OrthogonalPolynomial uses spectral Lanczos algorithm that operates with matrices of ncap size (calculates ncap coefficients) while we are interested only in first n polynomials. Because usually ncap >> n, the overhead is huge. Also the Lanczos algorithm may not converge (#6).

The Steiltjes algorithm for the fejer quadrature may by preferable to use Gautschi, 1993, because it is stable and fast.

Benchmark

_orthpol.dlancz

import numpy as np
import orthpol._orthpol as orth
import timeit

n=20
ncap = 100000
quad = orth.dfejer(ncap)

print(timeit.timeit(lambda: orth.dlancz(n,quad[0], np.array(quad[1]) * 1/ncap), number=5))

_orthpol.dsti

print(timeit.timeit(lambda: orth.dsti(n,quad[0], np.array(quad[1]) * 1/ncap), number=5))

Results

_orthpol.dlancz:

89.07238823200169

_orthpol.dsti:

0.07561909200012451

Discussion

The execution time of the Stieljes algorithm depends linearly on n.
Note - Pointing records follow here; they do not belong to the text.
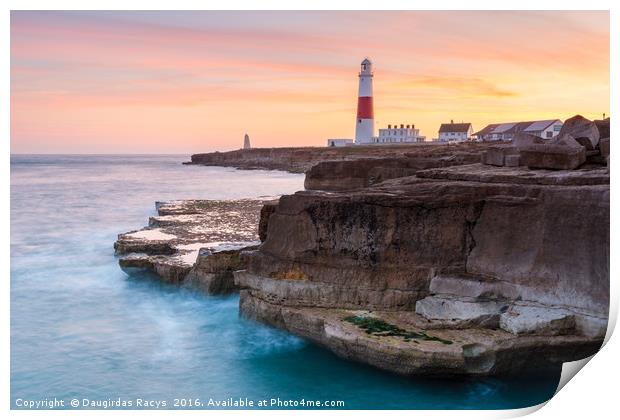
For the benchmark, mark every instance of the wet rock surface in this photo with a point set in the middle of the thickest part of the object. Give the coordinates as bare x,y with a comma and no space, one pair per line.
198,241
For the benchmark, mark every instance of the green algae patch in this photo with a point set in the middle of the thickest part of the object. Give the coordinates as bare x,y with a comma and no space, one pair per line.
380,328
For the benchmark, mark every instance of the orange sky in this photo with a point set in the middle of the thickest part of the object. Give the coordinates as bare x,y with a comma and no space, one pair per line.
186,82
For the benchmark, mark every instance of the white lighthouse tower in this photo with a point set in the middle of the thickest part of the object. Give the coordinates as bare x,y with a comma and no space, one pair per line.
365,123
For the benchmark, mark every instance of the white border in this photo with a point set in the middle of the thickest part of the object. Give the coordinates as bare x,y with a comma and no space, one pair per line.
592,394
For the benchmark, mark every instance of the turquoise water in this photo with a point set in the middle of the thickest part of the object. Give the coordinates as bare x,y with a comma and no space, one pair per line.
81,328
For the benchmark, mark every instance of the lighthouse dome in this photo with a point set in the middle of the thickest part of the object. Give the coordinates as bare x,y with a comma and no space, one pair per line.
366,67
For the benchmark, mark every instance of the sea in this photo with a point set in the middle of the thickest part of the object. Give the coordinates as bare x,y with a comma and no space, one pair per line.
88,335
For the Lanczos algorithm there is no dependency on n, and we could think that for n >> 1 the Lanczos algorithm is preferable. Actually, it is not the case because of the recurrence coefficients undergo saturation (i.e. alpha[n+1] is almost equal to alpha[n]) and the underlying Fortran code exits with an error, indicating the maximum recurrence index, before the advantage could realize.